This isn't exactly news but it does show how much of a drag He has become to the Republican brand.
From the Sacramento Bee
By Kevin Yamamura - firstname.lastname@example.org
Published 12:00 am PDT Saturday, July 19, 2008
Story appeared in MAIN NEWS section, Page A3
President Bush's disapproval rating in California has reached the highest mark for a president since the Field Poll began tracking White House numbers in 1961, according to its latest survey released Friday.
Less than a quarter of California voters – 24 percent – said they approve of Bush's job performance, compared with 71 percent who said they disapprove.

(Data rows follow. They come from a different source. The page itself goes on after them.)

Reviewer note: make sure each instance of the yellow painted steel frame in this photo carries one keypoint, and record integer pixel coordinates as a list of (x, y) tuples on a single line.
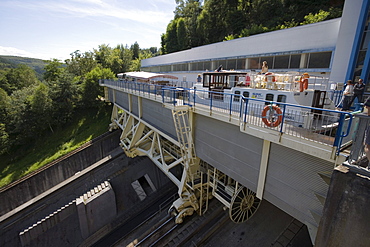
[(139, 138)]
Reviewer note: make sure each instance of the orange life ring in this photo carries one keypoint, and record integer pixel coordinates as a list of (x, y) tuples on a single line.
[(278, 112), (303, 84)]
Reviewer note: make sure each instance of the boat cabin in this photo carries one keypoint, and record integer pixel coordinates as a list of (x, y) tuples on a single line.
[(148, 77)]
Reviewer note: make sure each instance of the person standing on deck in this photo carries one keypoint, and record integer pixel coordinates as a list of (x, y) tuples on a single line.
[(265, 68), (358, 91), (347, 95), (367, 132)]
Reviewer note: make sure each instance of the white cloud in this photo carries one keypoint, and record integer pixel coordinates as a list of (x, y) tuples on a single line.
[(108, 8), (12, 51)]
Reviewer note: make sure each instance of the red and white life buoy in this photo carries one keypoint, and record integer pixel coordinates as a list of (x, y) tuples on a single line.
[(277, 121)]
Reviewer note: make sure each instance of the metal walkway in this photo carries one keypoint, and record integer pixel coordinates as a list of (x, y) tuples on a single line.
[(212, 151)]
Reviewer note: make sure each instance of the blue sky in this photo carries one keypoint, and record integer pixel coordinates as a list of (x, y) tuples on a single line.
[(49, 29)]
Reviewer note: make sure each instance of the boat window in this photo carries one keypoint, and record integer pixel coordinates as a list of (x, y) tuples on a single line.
[(231, 64), (319, 60), (295, 61), (269, 97), (281, 62), (240, 63), (236, 96), (207, 65), (281, 98), (269, 60)]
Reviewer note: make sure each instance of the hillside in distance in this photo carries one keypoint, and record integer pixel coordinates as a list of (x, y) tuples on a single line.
[(9, 62)]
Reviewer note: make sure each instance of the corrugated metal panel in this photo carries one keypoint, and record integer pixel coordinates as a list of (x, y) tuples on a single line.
[(159, 116), (316, 36), (293, 181), (223, 146), (121, 99)]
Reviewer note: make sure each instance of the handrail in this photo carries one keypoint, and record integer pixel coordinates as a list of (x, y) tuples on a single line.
[(229, 105)]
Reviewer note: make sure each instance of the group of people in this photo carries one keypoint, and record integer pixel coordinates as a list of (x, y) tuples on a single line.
[(352, 92)]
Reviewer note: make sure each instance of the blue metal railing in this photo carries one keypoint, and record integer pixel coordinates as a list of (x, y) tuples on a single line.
[(302, 121)]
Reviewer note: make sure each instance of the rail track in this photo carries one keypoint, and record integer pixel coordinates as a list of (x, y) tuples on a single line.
[(192, 232)]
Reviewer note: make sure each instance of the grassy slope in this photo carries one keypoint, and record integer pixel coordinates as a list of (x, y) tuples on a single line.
[(84, 127)]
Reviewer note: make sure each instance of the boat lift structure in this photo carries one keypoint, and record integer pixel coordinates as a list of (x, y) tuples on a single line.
[(161, 122)]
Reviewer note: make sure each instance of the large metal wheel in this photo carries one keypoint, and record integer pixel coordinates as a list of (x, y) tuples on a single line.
[(243, 205)]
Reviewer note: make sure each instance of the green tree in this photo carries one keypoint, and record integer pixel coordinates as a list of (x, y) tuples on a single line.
[(91, 91), (80, 63), (170, 38), (64, 94), (4, 136), (135, 48), (41, 109), (20, 77), (53, 70), (181, 34)]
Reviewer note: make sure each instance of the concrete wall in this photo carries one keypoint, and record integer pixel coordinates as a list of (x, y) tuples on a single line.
[(345, 221), (53, 219), (54, 173)]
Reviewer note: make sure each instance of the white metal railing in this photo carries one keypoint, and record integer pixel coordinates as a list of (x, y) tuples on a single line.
[(328, 127)]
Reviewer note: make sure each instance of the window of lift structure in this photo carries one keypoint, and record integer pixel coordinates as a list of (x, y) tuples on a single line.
[(319, 60), (295, 60), (240, 63), (193, 66), (231, 64), (207, 65), (269, 97), (236, 96), (281, 62), (269, 60), (221, 62), (281, 98), (165, 68), (155, 69), (200, 66), (254, 63)]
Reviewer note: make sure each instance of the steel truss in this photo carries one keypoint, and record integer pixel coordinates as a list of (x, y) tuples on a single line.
[(199, 181)]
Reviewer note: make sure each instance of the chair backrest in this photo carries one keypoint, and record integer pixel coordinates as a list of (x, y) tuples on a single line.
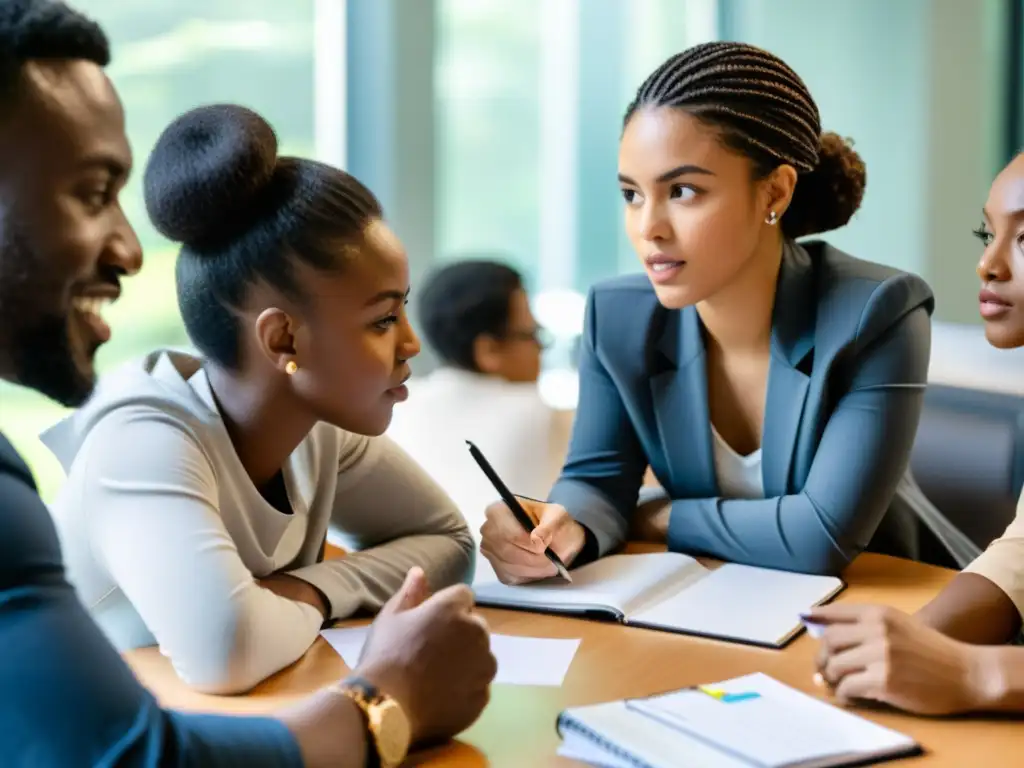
[(969, 458)]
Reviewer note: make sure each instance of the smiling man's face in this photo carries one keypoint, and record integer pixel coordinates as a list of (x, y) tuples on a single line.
[(65, 242)]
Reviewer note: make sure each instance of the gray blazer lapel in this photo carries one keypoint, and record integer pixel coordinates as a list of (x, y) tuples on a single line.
[(679, 390), (792, 341)]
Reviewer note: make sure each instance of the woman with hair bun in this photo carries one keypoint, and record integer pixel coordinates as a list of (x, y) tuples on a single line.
[(200, 487), (773, 386)]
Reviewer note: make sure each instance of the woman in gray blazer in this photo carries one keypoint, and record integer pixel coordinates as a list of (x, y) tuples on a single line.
[(773, 386)]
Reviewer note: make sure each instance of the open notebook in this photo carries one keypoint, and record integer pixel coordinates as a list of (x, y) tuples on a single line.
[(748, 722), (673, 592)]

The latter mark is higher than Nixon's 70 percent disapproval rating in August 1974, the same month he resigned from office after his role in the Watergate scandal was revealed.
Only 18 percent of voters said they approve of Bush's handling of the economy, a drop from 24 percent who said the same in May. Voter appraisal of Bush's handling of the Iraq war has remained steady at 28 percent approval, compared with 27 percent in May.
"What's driving this particular poll down are the significantly lower ratings he's getting on the economy," said Field Poll Director Mark DiCamillo. "His Iraq ratings seem to have stabilized. I would consider those to have bottomed out."
More Republicans approve of Bush than disapprove, by a 54 percent to 38 percent margin. But the poll found that 90 percent of Democrats and 83 percent of independent voters disapprove of Bush.
Three-quarters of voters also believe the nation is headed on the wrong track, while 15 percent said it is going in the right direction, and 10 percent had no opinion. That is the gloomiest voter outlook since July 1992, when the state was mired in recession.
The Field Poll did not ask voters their feelings about Congress during its July survey.
In May, 30 percent approved of House Speaker Nancy Pelosi, a San Francisco Democrat, compared with 39 percent who disapproved. In December, 30 percent approved of Congress, while 56 percent disapproved.
"Institutional measures, whether it's Congress or the state Legislature, are often lower when things aren't going well because there isn't any one personality underpinning the institution," DiCamillo said. "The institution itself is often seen as not doing its job if the economy falls on hard times."